Talked to Russ on the phone yesterday after a long hiatus. He used up all of his phone time and money trying to keep in touch with his family during his mother’s last days. So he’s been trying to keep phone calls, which cost him a pricey $0.32/minute, to a minimum since then.
He said he’s been working on his appeal to the parole board (a separate and lesser process than his appeal of his conviction) and he finally got a copy of the parole packet the USDB sent off to Washington. He had been eagerly awaiting this packet.
If you haven’t been able to keep up with this whole post-conviction judicial process (and let’s face it – I can barely follow it even when I hear it from the horse’s mouth, so to speak), here’s a quick synopsis:
Russ went through a local parole board at the USDB before the federal board met in D.C. to discuss his parole. Along with various letters and documents that Russ gathered for his parole board, the USDB sent a packet that included their own paperwork and recommendation. When he stood before the local board they told him he wouldn’t know their recommendation immediately, but following his federal parole board he’d get a copy of it. Well, he did. Except the entire thing was blacked out and redacted, so he has no idea what the local board actually recommended. So that’s helpful.
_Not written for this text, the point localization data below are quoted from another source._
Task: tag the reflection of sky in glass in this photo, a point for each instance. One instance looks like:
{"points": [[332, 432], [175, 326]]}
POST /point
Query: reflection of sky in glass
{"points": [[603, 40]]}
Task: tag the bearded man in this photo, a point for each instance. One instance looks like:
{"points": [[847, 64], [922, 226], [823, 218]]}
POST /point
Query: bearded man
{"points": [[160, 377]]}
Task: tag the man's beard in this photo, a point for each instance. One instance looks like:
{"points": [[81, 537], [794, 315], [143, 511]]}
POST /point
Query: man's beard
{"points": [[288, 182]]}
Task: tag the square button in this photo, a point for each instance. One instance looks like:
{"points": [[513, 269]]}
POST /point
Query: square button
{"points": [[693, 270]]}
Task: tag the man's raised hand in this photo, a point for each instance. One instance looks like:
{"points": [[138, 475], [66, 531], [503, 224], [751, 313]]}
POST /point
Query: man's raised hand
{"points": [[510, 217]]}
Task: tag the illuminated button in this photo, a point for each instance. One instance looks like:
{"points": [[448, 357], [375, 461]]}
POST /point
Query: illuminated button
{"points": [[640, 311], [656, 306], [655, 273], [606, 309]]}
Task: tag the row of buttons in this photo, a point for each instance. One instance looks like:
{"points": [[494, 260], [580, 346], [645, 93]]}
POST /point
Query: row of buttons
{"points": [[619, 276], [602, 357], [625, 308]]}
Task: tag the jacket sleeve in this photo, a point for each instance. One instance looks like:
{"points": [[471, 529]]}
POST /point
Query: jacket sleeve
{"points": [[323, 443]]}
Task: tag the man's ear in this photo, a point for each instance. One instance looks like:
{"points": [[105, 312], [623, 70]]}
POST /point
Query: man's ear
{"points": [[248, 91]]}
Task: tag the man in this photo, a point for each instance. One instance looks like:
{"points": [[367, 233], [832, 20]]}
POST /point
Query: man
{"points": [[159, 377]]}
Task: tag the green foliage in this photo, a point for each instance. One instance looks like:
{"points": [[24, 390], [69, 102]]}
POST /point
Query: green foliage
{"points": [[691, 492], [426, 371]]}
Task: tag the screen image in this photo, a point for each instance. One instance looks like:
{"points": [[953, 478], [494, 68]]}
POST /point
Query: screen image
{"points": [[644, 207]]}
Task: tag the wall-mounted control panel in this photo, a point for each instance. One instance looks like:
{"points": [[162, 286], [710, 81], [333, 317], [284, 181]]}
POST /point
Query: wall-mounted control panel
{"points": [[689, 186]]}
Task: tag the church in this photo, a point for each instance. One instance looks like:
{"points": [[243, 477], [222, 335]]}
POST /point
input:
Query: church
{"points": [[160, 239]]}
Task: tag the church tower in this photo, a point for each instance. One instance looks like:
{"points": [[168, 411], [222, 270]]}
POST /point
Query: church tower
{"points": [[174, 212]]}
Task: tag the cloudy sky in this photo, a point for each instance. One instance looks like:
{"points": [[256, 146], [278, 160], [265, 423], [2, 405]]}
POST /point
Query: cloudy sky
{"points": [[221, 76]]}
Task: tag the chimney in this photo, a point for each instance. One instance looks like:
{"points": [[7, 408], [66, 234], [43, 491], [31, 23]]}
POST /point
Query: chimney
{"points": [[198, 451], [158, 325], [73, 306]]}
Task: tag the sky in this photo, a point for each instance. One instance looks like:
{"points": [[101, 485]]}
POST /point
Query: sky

Even less helpful: the USDB didn’t include copies of Russ’ most recent documentation. A big part of the parole process is accepting responsibility for one’s crime (we discussed his parole process here, here, and here). But the federal board saw paperwork that said Russ hadn’t accepted responsibility for his crime and had as a consequence, “refused” treatment. In fact, Russ has accepted responsibility for his crime and has completed all treatment available to him. He’s put his name on the waiting list for treatments not yet available. (That’s another story – the system is so back-logged that he’ll have served his full sentence before a slot opens up for his “mandatory” treatment. But if he’s paroled, he’ll be able to enroll in the same treatment in the civilian world almost immediately.)
The good news, if you can call it that, is that the red tape bamboozle may increase his chances at successfully appealing his parole.